I'm proud to know him. I'm honored he calls me his little Princess. I hate the thought of him aging and the inevitable. Watching the gray appear in his hair, and the shake of Parkinson's reminds me of facts which I cannot control. I was not half the parent he was, and I'm sad because he was such a great father to me. He will always be my number one man.
So today, I'll go see him; take him some chocolate cake (his favorite) and hug him because he's there.
All my love, Daddy. Happy Birthday to you... I hope you have a million more.
*hugs*
your little princess
8 comments:
What a gorgeous post. I think you should print it out and give it to him. :)
thanks steph... and to me, words cannot truly do justice to the man who is my daddy. it sounds silly, and 1950's, but we really had an ideal childhood with him. it was every bit as i describe. there were no 'bad times' - my brother says the same. they didn't have the usual surly father-son moments. we were just expected to live to his standards, and we did. my brother is the same kind of father. it's beautiful to watch him with my niece and nephews.

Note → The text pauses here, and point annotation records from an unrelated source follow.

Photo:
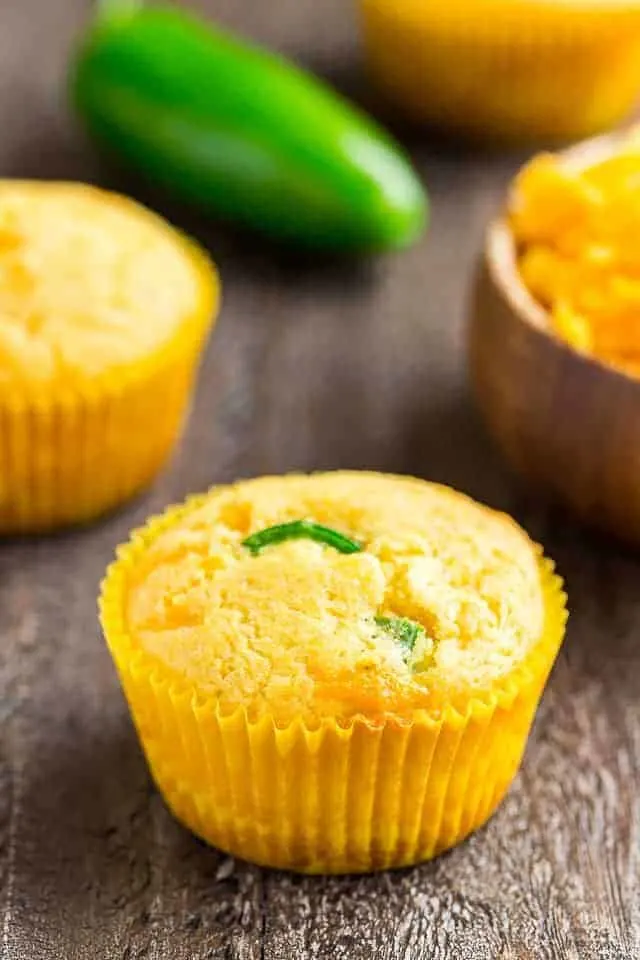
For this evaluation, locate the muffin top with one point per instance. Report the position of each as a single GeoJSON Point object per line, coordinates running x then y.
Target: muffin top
{"type": "Point", "coordinates": [418, 597]}
{"type": "Point", "coordinates": [90, 283]}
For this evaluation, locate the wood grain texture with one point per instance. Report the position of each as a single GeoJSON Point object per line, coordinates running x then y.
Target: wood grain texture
{"type": "Point", "coordinates": [312, 365]}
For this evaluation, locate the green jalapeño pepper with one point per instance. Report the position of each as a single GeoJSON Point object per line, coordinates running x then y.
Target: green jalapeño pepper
{"type": "Point", "coordinates": [241, 132]}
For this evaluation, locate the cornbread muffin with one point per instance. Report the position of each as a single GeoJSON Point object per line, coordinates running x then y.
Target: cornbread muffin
{"type": "Point", "coordinates": [103, 312]}
{"type": "Point", "coordinates": [333, 672]}
{"type": "Point", "coordinates": [515, 70]}
{"type": "Point", "coordinates": [577, 228]}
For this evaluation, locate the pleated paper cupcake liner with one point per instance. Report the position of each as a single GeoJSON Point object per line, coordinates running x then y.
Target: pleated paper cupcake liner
{"type": "Point", "coordinates": [506, 71]}
{"type": "Point", "coordinates": [328, 797]}
{"type": "Point", "coordinates": [69, 455]}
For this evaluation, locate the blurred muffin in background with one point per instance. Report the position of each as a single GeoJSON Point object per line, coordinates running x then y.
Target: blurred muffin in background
{"type": "Point", "coordinates": [514, 70]}
{"type": "Point", "coordinates": [104, 309]}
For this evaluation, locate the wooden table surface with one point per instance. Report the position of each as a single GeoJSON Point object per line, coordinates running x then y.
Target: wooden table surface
{"type": "Point", "coordinates": [312, 366]}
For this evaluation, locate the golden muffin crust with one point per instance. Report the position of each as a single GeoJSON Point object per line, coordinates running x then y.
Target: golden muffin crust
{"type": "Point", "coordinates": [293, 631]}
{"type": "Point", "coordinates": [90, 283]}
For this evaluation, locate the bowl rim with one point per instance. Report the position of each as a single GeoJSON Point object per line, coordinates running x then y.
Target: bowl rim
{"type": "Point", "coordinates": [501, 261]}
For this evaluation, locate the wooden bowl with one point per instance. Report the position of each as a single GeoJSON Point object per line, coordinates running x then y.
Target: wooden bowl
{"type": "Point", "coordinates": [566, 422]}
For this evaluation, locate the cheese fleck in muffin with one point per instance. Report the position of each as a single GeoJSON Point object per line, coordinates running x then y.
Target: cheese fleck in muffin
{"type": "Point", "coordinates": [350, 636]}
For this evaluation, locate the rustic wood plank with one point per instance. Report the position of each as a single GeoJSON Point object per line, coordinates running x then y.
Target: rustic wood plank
{"type": "Point", "coordinates": [313, 365]}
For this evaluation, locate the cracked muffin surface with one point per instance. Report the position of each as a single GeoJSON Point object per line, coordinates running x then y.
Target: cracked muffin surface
{"type": "Point", "coordinates": [302, 629]}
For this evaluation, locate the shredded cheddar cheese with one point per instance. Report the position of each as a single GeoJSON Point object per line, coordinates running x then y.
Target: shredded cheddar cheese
{"type": "Point", "coordinates": [577, 233]}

i can't bear to imagine the future without him. *sniff*
Buried my father two years ago come Jan. He was 69, woke up with some chest pains and died of a heart attack shortly thereafter. Still have to fight back tears when I think of him. I console myself with the knowledge that I had nearly 50 great years with a wonderful Dad, many never get a day; who am I to complain.
Enjoy your day with your Dad, may you have many more.
Cheers
Tater
P.S.
Just realized, my Dad was born on 15 Sept as well! We share a special day.
Happiest of Birthdays to your dad and cheers to you Miss B for sharing him with us. You give me big hopes for my Coconut in that she has the same memories that you've opened up to us. A "dad" in the true sense of the word doesn't have be blood related.
I do hope you shared this sentiment with your dad. He should be very proud of you, just as you are of him.
As always,
W.
Beautiful post my friend ... very heartfelt and full of love.
tater ~ my heart hurts for you... if you loved him only half as i do mine, it was a great love.
wien ~ i'm sure she will know this; hm loves her. i had the advantage of not having my biological father around to create drama, but that's another story. i wish for her to know that kind of love and happiness. it is a wonderful thing that she has a positive role model.
george ~ thank you. i get tied up about him. our family is filled with victims of abuse by stepfathers. i was an outcast because i was not molested. how sad is that? i mean every word because i KNOW how lucky i am.
i went to see him. he loved the cake (he and i share a chocolate sweet tooth!) the funny thing was (and i knew this would be true) he did not even remember it was his birthday. he just lives day to day. *grin* he told me i shouldn't have gone to the trouble, but i could hear the smile. and i hugged him and told him i loved him.
wien... your statement about a "dad" hits right on the mark... i forget all the time that he is my "father by marriage."